Dogara a souligné l'importance d'un système de récompense qui favorise la créativité et l'entrepreneuriat, plutôt que la recherche de rente.

Il a également souligné l'importance de l'autonomie des gouvernements locaux, saluant les efforts du président Tinubu et exhortant la Cour suprême à accorder l'autonomie aux gouvernements locaux, ce qui contribuerait à une véritable démocratie et fédération.

« Plus tôt nous accepterons le fait que notre gouvernement est limité et donc limité dans ce qu’il peut faire pour nous en tant que citoyens individuels, mieux ce sera. C’est un message difficile à faire passer, mais c’est la vérité brute.

« Si le Nigeria continue de s’accrocher à ce qui est normal, il continuera à abandonner ce qui est possible. Nous ne devons jamais perdre de vue le fait que les scientifiques ont construit le Titanic tandis que les amateurs construisaient l'Arche, mais que le Titanic n'a pas pu survivre à une collision avec un iceberg pendant que l'Arche défiait les inondations mondiales.

« La lutte pour reconstruire notre économie chancelante est notre combat collectif. Nous devons à tout prix réduire le niveau de pauvreté actuel et le gouvernement doit montrer la voie en étant très agressif dans la poursuite, la conception et la mise en œuvre de politiques appropriées qui donneraient naissance à un solide écosystème de MPME dans tout le pays.

« Nous devons apprendre à travailler avec circonspection au milieu du bruit au Nigeria, car toutes les démocraties saines sont bruyantes. Cela doit être le cas lorsque la culture de la démocratie s’enracinera. La presse libre, les élections démocratiques, les débats parlementaires, les activités de la société civile, les syndicats, les conflits, les compromis, le consensus sont tous des éléments fascinants d'une culture démocratique dynamique.

« Nous devons comprendre la responsabilité de la liberté, ce qui signifie que nous sommes libres de ne pas être irresponsables. Aucune démocratie, où que ce soit, n'a jamais permis à ses citoyens d'être le pire d'eux-mêmes ; le fascisme fait ça. Nous devons donc déployer nos droits démocratiques pour construire plutôt que pour détruire.

« Pour que des progrès soient réalisés, nous devons créer de manière créative un système de récompense qui ne fonctionne que pour les citoyens qui sont boulangers, et non pour ceux qui sont des chasseurs – ces chercheurs de rente se faisant passer pour des hommes et des femmes d’affaires qui jonchent désormais notre espace économique en toute promiscuité », a-t-il déclaré.
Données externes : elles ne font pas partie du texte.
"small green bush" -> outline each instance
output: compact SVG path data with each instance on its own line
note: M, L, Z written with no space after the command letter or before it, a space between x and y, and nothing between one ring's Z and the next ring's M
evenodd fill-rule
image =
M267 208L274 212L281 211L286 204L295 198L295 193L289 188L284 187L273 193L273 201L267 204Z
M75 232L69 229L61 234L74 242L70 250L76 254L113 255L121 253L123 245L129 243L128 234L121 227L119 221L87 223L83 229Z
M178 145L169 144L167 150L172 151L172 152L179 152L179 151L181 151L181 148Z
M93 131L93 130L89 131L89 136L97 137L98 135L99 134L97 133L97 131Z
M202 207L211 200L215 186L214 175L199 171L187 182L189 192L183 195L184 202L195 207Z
En définissant la démocratie, il a déclaré : « Dans le cas du Nigeria, il ne serait pas déplacé de postuler que notre démocratie est constitutionnelle. Le fait que le Nigeria soit une démocratie est même affirmé dans la Constitution elle-même. En effet, l'article 14 (1) de la Constitution de la République fédérale du Nigeria (la Constitution) prévoit que « 14. (1) La République fédérale du Nigéria est un État fondé sur les principes de démocratie et de justice sociale.

« Je ne terminerai pas ce discours sans mentionner la disparition malheureuse ou l'élimination délibérée du troisième niveau de gouvernement au Nigeria – les zones de gouvernement local.

« Théoriquement, nous en avons 774, mais en pratique, tous, à l'exception des six conseils régionaux du territoire de la capitale fédérale, sont inexistants depuis 2002, lorsque le mandat du dernier conseil démocratiquement élu a expiré et que les gouverneurs des États ont détourné le système.

« Près de 30 pour cent ou plus des revenus du Nigeria reviennent aux gouvernements locaux, mais depuis plus de deux décennies, leurs ressources ont été détournées et gaspillées à travers des comptes conjoints par les gouvernements des États successifs, provoquant ainsi une perturbation économique majeure de plus de la moitié de notre population qui vit. dans les zones rurales », a-t-il ajouté.